Miro hacia el sembradío; Kai-Lan
debajo de una ceiba opulenta sostiene entre sus manos una tea, cuya flama
desafía sorprendentemente al ventarrón; las mujeres se debaten entre el barro
en pelea furiosa contra el agua que ya ha rebasado el pequeño bordo que la
contuvo; ahora las primeras matas de maíz están anegadas. Corro a prestar
auxilio a las mujeres. A poco me hallo hundido hasta la cintura en el lodo y
comprometido en la lucha de los lacandones. Mientras Jacinta y yo acercamos
piedras y fango, Jova levanta un vallado que más tarda en alzarse que en ser arrastrado
por la corriente. Kai-Lan grita en lacandón palabras fustigantes; ellas
redoblan sus esfuerzos. El hombre va y viene bajo el enorme paraguas de la
ceiba; en alto la antorcha, nos manda sus débiles fulgores. Llega un momento en
que la agitación de Kai-Lan es irreprimible. Deja la tea sostenida entre dos
piedras y va hacia la choza del templo, penetra en ella y nos abandona empeñados
en nuestros estériles esfuerzos…Jacinta ha resbalado, el agua la arrastra un
trecho; Jova logra pescarla por la melena y con mi ayuda sacarla del trance. Un
enorme tronco que flota en las aguas barre totalmente nuestra obra… La riada se
desborda ya en arroyuelos que hacen charcas al pie de matas de maíz. Nada hay
que hacer; sin embrago las mujeres siguen en empeñosa pugna. Cuando yo estoy a
punto de marcharme materialmente rendido noto que la tormenta ha cesado… Como
llegó se fue, sin aparatos espectaculares, de improviso, tal como se presenta o
se ausenta todo en la selva: la alimaña, el rayo, el viento, el brote, la
muerte…
Kai-Lan sale del templo, lanza
alaridos de júbilo. Nachak´in se asoma por la
“champa” y festeja con risas el
contento de su hombre. Nosotros regresamos al jacal.
Nachak´in mira, sin hacer nada por
evitarlo, cómo el cuerpo del sarahuato se chamusca, se carboniza; una nube
negra y hedionda hace irrespirable el ambiente; la niña solloza rendida de
llorar.
Las mujeres al ver mi traza ridícula ríen;
estamos encenegados de pies a cabeza. Trato de limpiar el fango de mis botas.
Kai-Lan me tiende un calabazo lleno de “balché”, aquella bebida fermentada
ritual de las grandes ocasiones. Bebo un trago, otro y otro… Cuando alzo el
codo por tercera vez, noto que amanece.
Kai-Lan está a mi lado, me mira
amablemente. Nachak´in se acerca y trata de echar, lúbrica y provocativa, un
brazo al cuello del hombrecillo; él la separa delicadamente, al tiempo que me
dice:
-Nacha´in ya no, porque hoy es mañana.
Luego llama con suavidad a Jova; la
anciana viene sumisa hasta el hombre; él la toma por la cintura y así
permanece.
-Hoy no trabaja de día la Jova… A la
noche sí, porque a ella le toca subir a la hamaca de Kai-Lan.

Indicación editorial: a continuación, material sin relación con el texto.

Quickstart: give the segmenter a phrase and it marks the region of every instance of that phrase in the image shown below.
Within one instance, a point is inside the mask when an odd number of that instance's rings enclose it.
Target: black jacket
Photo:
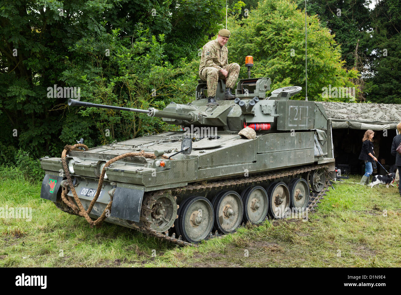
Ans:
[[[367,139],[362,144],[362,149],[359,155],[359,160],[373,163],[374,162],[373,158],[369,155],[369,153],[372,154],[372,155],[375,155],[375,152],[373,151],[373,143],[369,139]]]
[[[401,134],[394,136],[393,139],[393,144],[391,145],[391,155],[395,156],[395,165],[397,166],[401,166],[401,155],[395,150],[398,147],[400,142],[401,142]]]

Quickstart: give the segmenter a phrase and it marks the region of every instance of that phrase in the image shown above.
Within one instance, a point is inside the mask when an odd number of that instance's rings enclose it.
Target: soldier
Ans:
[[[225,45],[230,37],[230,31],[223,28],[219,31],[217,39],[209,41],[203,46],[200,63],[199,77],[207,83],[207,106],[218,106],[216,102],[216,91],[219,79],[226,80],[226,92],[224,98],[232,100],[235,96],[231,93],[231,89],[239,74],[239,65],[228,64],[228,49]]]

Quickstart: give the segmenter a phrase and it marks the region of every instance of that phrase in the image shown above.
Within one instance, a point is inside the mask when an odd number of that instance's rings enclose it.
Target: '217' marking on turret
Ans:
[[[302,110],[302,108],[304,110]],[[309,107],[308,106],[290,106],[290,109],[288,110],[288,127],[305,126],[306,126],[308,124],[308,111]],[[302,112],[303,112],[303,114]],[[303,114],[304,116],[301,116]],[[304,124],[300,123],[305,122]],[[290,124],[289,122],[292,123],[296,123],[299,122],[298,124]]]

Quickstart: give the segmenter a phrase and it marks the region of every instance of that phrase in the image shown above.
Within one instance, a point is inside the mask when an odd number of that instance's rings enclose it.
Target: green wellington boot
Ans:
[[[367,181],[369,181],[369,177],[365,176],[363,175],[362,176],[362,179],[360,180],[360,182],[359,183],[359,184],[361,185],[365,185],[367,183]]]

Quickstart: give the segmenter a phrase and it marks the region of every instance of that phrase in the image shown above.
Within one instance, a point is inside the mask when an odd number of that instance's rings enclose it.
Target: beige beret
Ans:
[[[240,135],[245,136],[248,139],[255,139],[256,138],[256,132],[255,130],[249,127],[246,127],[238,132]]]
[[[219,35],[222,37],[230,38],[231,34],[231,33],[230,33],[230,31],[226,28],[222,28],[219,31]]]

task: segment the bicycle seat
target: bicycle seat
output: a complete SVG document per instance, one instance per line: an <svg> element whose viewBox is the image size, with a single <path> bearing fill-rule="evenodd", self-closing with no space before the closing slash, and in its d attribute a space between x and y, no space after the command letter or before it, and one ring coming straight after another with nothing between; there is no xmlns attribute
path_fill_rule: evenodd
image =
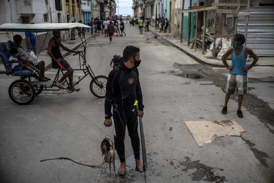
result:
<svg viewBox="0 0 274 183"><path fill-rule="evenodd" d="M4 62L4 65L7 71L12 75L19 75L20 71L16 71L14 72L12 71L11 66L8 62L9 59L11 55L9 51L7 49L7 46L4 43L0 43L0 53L1 53L1 57ZM23 69L21 72L21 75L29 76L32 74L31 71L27 69Z"/></svg>

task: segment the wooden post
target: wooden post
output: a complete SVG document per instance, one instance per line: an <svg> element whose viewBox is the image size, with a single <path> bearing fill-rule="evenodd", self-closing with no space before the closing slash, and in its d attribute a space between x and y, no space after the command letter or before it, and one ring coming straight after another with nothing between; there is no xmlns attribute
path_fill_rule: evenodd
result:
<svg viewBox="0 0 274 183"><path fill-rule="evenodd" d="M204 11L204 39L203 39L203 45L202 54L205 54L205 42L206 41L206 11Z"/></svg>
<svg viewBox="0 0 274 183"><path fill-rule="evenodd" d="M217 13L215 13L214 16L214 33L213 34L213 50L212 52L212 56L213 58L215 59L216 57L216 38L215 37L215 35L216 34L216 17L217 16Z"/></svg>
<svg viewBox="0 0 274 183"><path fill-rule="evenodd" d="M215 0L215 3L218 3L219 2L219 0ZM215 15L214 16L214 25L213 25L214 28L214 33L213 34L213 50L212 51L212 58L215 59L216 58L216 38L215 37L215 35L216 34L216 18L217 17L217 13L216 12L217 10L218 9L218 7L216 7L216 9L215 11Z"/></svg>
<svg viewBox="0 0 274 183"><path fill-rule="evenodd" d="M190 27L191 25L191 12L188 13L188 46L189 46L190 40Z"/></svg>
<svg viewBox="0 0 274 183"><path fill-rule="evenodd" d="M181 42L183 42L183 28L184 28L184 13L182 13L182 19L181 21Z"/></svg>
<svg viewBox="0 0 274 183"><path fill-rule="evenodd" d="M250 7L250 0L247 0L247 7L246 9L246 13L248 14L249 13ZM249 15L247 15L246 17L245 20L245 46L246 45L246 41L247 39L247 25L248 25L248 19Z"/></svg>
<svg viewBox="0 0 274 183"><path fill-rule="evenodd" d="M192 6L192 0L190 1L190 6ZM190 27L191 26L191 12L188 13L188 46L189 46L190 40Z"/></svg>

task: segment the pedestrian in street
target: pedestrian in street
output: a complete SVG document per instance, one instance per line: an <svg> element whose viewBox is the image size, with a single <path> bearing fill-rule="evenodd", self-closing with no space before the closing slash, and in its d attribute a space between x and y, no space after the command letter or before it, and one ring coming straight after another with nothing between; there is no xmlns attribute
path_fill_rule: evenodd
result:
<svg viewBox="0 0 274 183"><path fill-rule="evenodd" d="M71 22L72 23L74 23L74 21L72 21ZM75 28L73 28L71 29L71 37L70 38L70 40L74 40L75 39Z"/></svg>
<svg viewBox="0 0 274 183"><path fill-rule="evenodd" d="M165 26L165 19L164 17L162 17L162 19L161 20L161 24L162 27L162 31L164 31L164 27Z"/></svg>
<svg viewBox="0 0 274 183"><path fill-rule="evenodd" d="M148 18L146 19L147 19L147 20L148 20L146 22L146 29L147 29L146 31L149 31L149 19Z"/></svg>
<svg viewBox="0 0 274 183"><path fill-rule="evenodd" d="M59 39L61 35L60 31L53 31L52 34L53 36L49 41L47 52L51 58L52 67L55 69L61 68L63 70L67 71L61 79L56 81L55 85L61 89L66 89L63 82L66 78L68 77L70 86L72 87L74 91L78 92L80 90L80 89L73 87L73 69L63 58L59 48L61 47L67 51L75 53L78 53L78 52L71 50L62 44Z"/></svg>
<svg viewBox="0 0 274 183"><path fill-rule="evenodd" d="M238 107L237 114L239 118L243 118L243 115L241 110L242 103L243 100L243 95L247 93L247 71L252 68L259 58L250 48L243 46L245 41L244 36L242 34L236 34L233 37L232 47L229 48L222 57L222 60L226 68L229 70L225 92L226 92L225 98L225 104L222 113L226 114L227 110L227 103L230 95L233 94L237 88L238 94ZM232 55L231 65L228 65L226 58ZM246 66L246 58L249 55L254 59L249 66Z"/></svg>
<svg viewBox="0 0 274 183"><path fill-rule="evenodd" d="M143 27L144 26L144 21L142 19L142 17L140 17L140 19L138 21L138 23L139 25L139 30L140 31L140 34L143 34ZM141 31L142 30L142 31Z"/></svg>
<svg viewBox="0 0 274 183"><path fill-rule="evenodd" d="M112 21L111 20L110 21L109 25L108 26L107 32L109 35L109 42L111 43L112 41L112 37L113 36L113 33L115 31L114 29L114 26L112 23ZM105 35L105 37L106 37Z"/></svg>
<svg viewBox="0 0 274 183"><path fill-rule="evenodd" d="M97 20L96 18L93 21L93 27L94 28L94 32L97 32Z"/></svg>
<svg viewBox="0 0 274 183"><path fill-rule="evenodd" d="M102 23L100 20L98 20L96 21L96 24L97 25L97 32L98 33L98 35L100 35L100 32L102 32L102 35L103 35L103 31L101 28L101 25Z"/></svg>
<svg viewBox="0 0 274 183"><path fill-rule="evenodd" d="M111 126L111 118L113 116L116 134L115 146L121 162L118 173L121 175L126 172L124 141L126 126L131 141L136 168L142 172L137 125L138 116L142 118L144 115L142 93L137 68L141 62L140 49L133 46L128 46L124 49L123 57L123 61L119 66L114 68L108 75L106 85L104 122L106 127ZM138 110L137 105L134 105L136 100L138 101ZM111 112L112 105L113 114Z"/></svg>
<svg viewBox="0 0 274 183"><path fill-rule="evenodd" d="M159 29L160 29L160 32L162 32L162 24L161 23L161 18L159 18Z"/></svg>
<svg viewBox="0 0 274 183"><path fill-rule="evenodd" d="M116 31L116 33L117 33L117 35L116 35L117 36L118 36L118 33L117 32L118 32L119 33L119 35L120 36L121 34L120 33L120 30L119 30L119 24L118 23L118 21L117 20L117 19L115 19L115 21L114 21L114 26L116 26L116 27L117 28L117 31Z"/></svg>
<svg viewBox="0 0 274 183"><path fill-rule="evenodd" d="M103 23L103 25L104 26L104 31L105 33L105 37L106 37L106 35L107 35L108 37L108 31L107 31L107 29L108 29L108 21L106 21L106 20L105 20L105 21L104 21L104 22Z"/></svg>
<svg viewBox="0 0 274 183"><path fill-rule="evenodd" d="M93 35L93 18L91 18L91 21L90 21L89 24L89 25L88 26L91 27L91 28L90 28L91 31L91 35Z"/></svg>
<svg viewBox="0 0 274 183"><path fill-rule="evenodd" d="M168 19L166 18L166 27L165 27L165 31L164 32L166 32L166 29L168 27L168 24L169 22L168 21Z"/></svg>
<svg viewBox="0 0 274 183"><path fill-rule="evenodd" d="M125 36L126 35L126 34L124 30L125 30L125 23L124 22L124 20L122 19L120 23L120 30L121 30L121 37L123 37L123 33L125 34Z"/></svg>
<svg viewBox="0 0 274 183"><path fill-rule="evenodd" d="M33 22L31 22L30 24L34 24ZM26 48L28 51L30 51L31 50L36 55L36 39L35 34L34 32L26 32L25 33L26 36Z"/></svg>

Después, con palabras breves y
cortadas, habla a Nachak’in, quien se ha separado un poco del grupo. La bella e
imperiosa, ahora dócil y humilde, va hasta el fogón para ocupar el sitio que
dejó Jova, la “kika” en turno.
Me dispongo a partir; regalo a las
mujeres unos peines rojos y un espejo, ellas agradecen con sonrisas blancas y
anchas.
Kai-Lan me obsequia con un pernil de
sarahuato que se escapó de la chamusquina. Yo correspondo con un manojo de
cigarrillos.
Salgo hacia el “caribal” del caballero
Pancho Viejo. Kai-Lan me acompaña hasta el “picado”. Cuando pasamos frente al
templo, el lacandón se detiene y, señalando hacia el ara, comenta:
-No hay en toda la selva uno como
Kai-Lan para hacer dioses… ¿Verdad que salió bueno? Mató a la tormenta… Ve, en
la pelea perdió su bonita cola de quetzal y la dejó en el cielo.